Intentó sentarse, y gritó cuando un punzante dolor le atravesó el cráneo. Sintió que por una mejilla y la parte posterior de la cabeza le corría sangre caliente. Vio un destello metálico en el suelo, cerca, y lo reconoció vagamente como su espada. Rodó sobre sí mismo y gateó hacia ella en el momento en que el hombre de dos cabezas lanzaba al caballo al galope y cargaba hacia él. El suelo se estremeció al aproximarse el caballo, y supo que no había forma de que pudiera llegar a tiempo hasta el arma.

Cuando el atronar de cascos se le echó encima, Malus se tendió cuan largo era y rodó para quedar de espaldas, mirando al bárbaro que se inclinaba fuera de la silla de montar para golpearlo con el hacha. La hoja pasó como un borrón por el aire.
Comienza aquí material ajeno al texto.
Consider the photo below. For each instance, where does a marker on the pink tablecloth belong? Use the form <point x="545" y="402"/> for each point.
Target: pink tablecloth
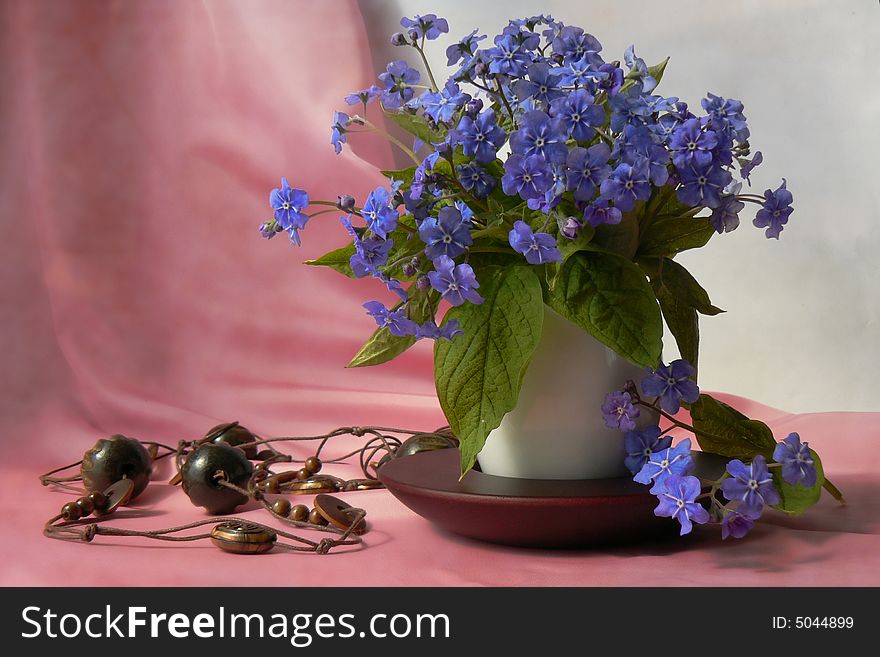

Malus alzó los brazos y los cruzó para formar una X, y el mango de la larga hacha impactó contra ellos. El noble atrapó el mango envuelto en cuero y se aferró a él con todas sus fuerzas. El bárbaro, ya al límite del equilibrio, cayó de la silla al suelo, cerca de Malus.

El noble tiró con fuerza del hacha, que se soltó de las manos del bárbaro, y luego rodó y se puso de pie con la inseguridad de un borracho. Su oponente yacía de espaldas, aún con la segunda arma bien sujeta. Sin vacilar, Malus se lanzó hacia el hombre y descargó el hacha sobre una de las cabezas. El hombre alzó la segunda hacha y paró el tajo, pero el noble hizo girar el arma y con la hoja de su hacha enganchó el mango de la que empuñaba su enemigo para apartarla. Avanzó y estrelló una bota acorazada en la entrepierna del bárbaro, y a continuación le partió varias costillas. Luego, sujetó el hacha con ambas manos e hizo un movimiento de torsión para arrancar el arma de las manos del guerrero aturdido, y procedió a cortarle, una tras otra, ambas cabezas.

El noble se irguió, jadeando violentamente, y buscó alguien más a quien matar. El grupo de jinetes situados en el fondo de la depresión se habían desplazado durante la lucha. Ahora, uno de ellos bajó grácilmente del caballo y se acercó a Malus.

Era un enorme guerrero de anchos hombros, con oscuros tatuajes que trazaban espirales por su poderoso pecho. Su piel era de color caoba pulida, y uno de sus ojos tenía un brillo verde nacarado, como una luz bruja atrapada. Le colgaban dos espadones de un ancho cinturón, pero el hombre no hizo gesto alguno de desenvainarlos.

Un hilo de sangre bajó por una mejilla de Malus y le llegó a los labios. Escupió la sangre al polvoriento suelo.

—Si no quieres morir con las manos vacías, será mejor que saques una de esas espadas —gruñó.